When I first started to travel widely in my early twenties, I was so transfixed by the Vietnamese diaspora I’d find in Paris, in Berlin, in America. It felt incredibly novel to see faces that looked exactly like mine (we call this sprawling diaspora Viet Kieu), but who would open their mouth and out would tumble an entirely different language. It felt as though I was seeing infinite versions of myself fragmented throughout the world. I could have been French, I could have been German, I could have been American. The strangeness of the vibrant Vietnamese community in Houston, or the solitary Vietnamese restaurant in Peru is a product of war, the dispersal of seeds across the entire planet after a place is laid to waste through napalm bombs and violence.

This APAHM, I am going to practice paying attention.
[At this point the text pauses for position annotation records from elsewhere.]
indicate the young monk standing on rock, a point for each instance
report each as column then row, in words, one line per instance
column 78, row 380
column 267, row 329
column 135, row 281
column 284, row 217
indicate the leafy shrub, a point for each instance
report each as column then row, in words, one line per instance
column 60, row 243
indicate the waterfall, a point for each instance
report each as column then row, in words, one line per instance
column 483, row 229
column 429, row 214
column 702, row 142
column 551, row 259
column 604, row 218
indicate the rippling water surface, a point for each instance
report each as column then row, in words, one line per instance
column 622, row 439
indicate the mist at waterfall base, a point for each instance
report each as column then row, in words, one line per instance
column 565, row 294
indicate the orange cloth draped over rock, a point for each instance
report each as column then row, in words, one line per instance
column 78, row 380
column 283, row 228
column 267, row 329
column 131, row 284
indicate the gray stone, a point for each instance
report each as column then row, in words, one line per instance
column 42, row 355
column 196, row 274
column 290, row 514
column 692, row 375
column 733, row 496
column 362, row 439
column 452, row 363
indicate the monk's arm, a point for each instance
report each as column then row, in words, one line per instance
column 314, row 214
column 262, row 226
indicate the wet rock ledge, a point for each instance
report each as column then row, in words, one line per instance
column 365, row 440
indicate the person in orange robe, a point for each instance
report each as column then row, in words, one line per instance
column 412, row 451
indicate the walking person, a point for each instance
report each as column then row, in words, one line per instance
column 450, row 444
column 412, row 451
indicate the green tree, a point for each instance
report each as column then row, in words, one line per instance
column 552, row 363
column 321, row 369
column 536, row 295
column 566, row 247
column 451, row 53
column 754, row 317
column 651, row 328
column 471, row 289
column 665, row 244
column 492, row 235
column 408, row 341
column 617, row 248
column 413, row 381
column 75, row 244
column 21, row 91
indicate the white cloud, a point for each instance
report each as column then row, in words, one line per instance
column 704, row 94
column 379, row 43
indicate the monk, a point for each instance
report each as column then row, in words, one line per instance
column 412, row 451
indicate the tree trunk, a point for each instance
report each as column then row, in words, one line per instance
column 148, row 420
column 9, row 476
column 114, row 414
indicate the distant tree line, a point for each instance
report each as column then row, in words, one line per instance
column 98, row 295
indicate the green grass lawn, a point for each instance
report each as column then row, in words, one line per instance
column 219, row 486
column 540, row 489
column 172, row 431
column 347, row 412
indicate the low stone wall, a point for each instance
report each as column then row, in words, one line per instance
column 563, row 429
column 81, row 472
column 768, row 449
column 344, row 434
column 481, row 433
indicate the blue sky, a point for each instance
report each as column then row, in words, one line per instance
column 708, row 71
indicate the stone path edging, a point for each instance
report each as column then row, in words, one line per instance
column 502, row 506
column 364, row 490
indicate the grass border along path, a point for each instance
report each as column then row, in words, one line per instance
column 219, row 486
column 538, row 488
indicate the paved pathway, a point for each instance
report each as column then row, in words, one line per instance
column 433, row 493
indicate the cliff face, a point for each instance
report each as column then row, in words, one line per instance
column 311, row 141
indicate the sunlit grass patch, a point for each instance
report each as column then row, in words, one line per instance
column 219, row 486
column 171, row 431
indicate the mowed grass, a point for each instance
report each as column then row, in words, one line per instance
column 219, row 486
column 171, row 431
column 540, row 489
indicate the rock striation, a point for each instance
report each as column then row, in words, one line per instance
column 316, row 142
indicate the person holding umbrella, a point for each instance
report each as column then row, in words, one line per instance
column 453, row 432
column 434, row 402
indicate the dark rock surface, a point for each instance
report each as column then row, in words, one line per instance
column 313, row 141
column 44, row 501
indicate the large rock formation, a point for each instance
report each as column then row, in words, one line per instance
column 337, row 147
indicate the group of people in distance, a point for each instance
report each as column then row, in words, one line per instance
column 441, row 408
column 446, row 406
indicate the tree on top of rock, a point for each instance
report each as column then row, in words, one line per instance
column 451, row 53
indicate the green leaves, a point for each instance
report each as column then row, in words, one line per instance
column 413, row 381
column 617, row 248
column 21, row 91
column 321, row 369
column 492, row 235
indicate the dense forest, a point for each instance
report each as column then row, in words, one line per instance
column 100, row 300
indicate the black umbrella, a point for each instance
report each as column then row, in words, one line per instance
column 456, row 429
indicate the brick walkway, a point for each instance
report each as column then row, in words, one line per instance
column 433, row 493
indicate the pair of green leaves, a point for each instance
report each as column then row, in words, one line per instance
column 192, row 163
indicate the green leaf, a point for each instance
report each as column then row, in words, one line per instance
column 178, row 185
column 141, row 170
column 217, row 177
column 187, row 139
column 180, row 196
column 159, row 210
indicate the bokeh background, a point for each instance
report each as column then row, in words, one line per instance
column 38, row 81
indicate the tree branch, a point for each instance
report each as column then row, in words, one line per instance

I want to pay attention keenly, no matter how painful it is, to what is happening to our Palestinian brothers and sisters, to their stories and their humanity. My generation is one of the last to deal with the generational impact of the Vietnam War, and I feel crazy watching it all happen again in real-time. Indiscriminate bombing, hateful rhetoric and propaganda, violent suppression of anti-war protestors. We are doomed to repeat our mistakes when we fail to fully reckon with our complicity in war, when we paint over the reality in favor of a distorted one, when we look away. When we forget.

Carl Jung said, “If the path before you is clear, you’re probably on someone else’s.” All oppression is connected. The liberties we have, the comfort I have as a second-generation Asian woman living in safety and with what feels like infinite choice for my life, is built on the backs of the work of others who fought for liberation and justice long before I was born. What is any of this worth - the representation, the opportunities, the celebration - if we choose to ignore those who are targets in the merciless crossfire of history repeating itself? Individual people may fade from memory, but collectively, movements and ideas do not. Solidarity to Palestinians and all anti-war protestors throwing their bodies into the machinery of war. Grind it to a fucking halt. Ceasefire now.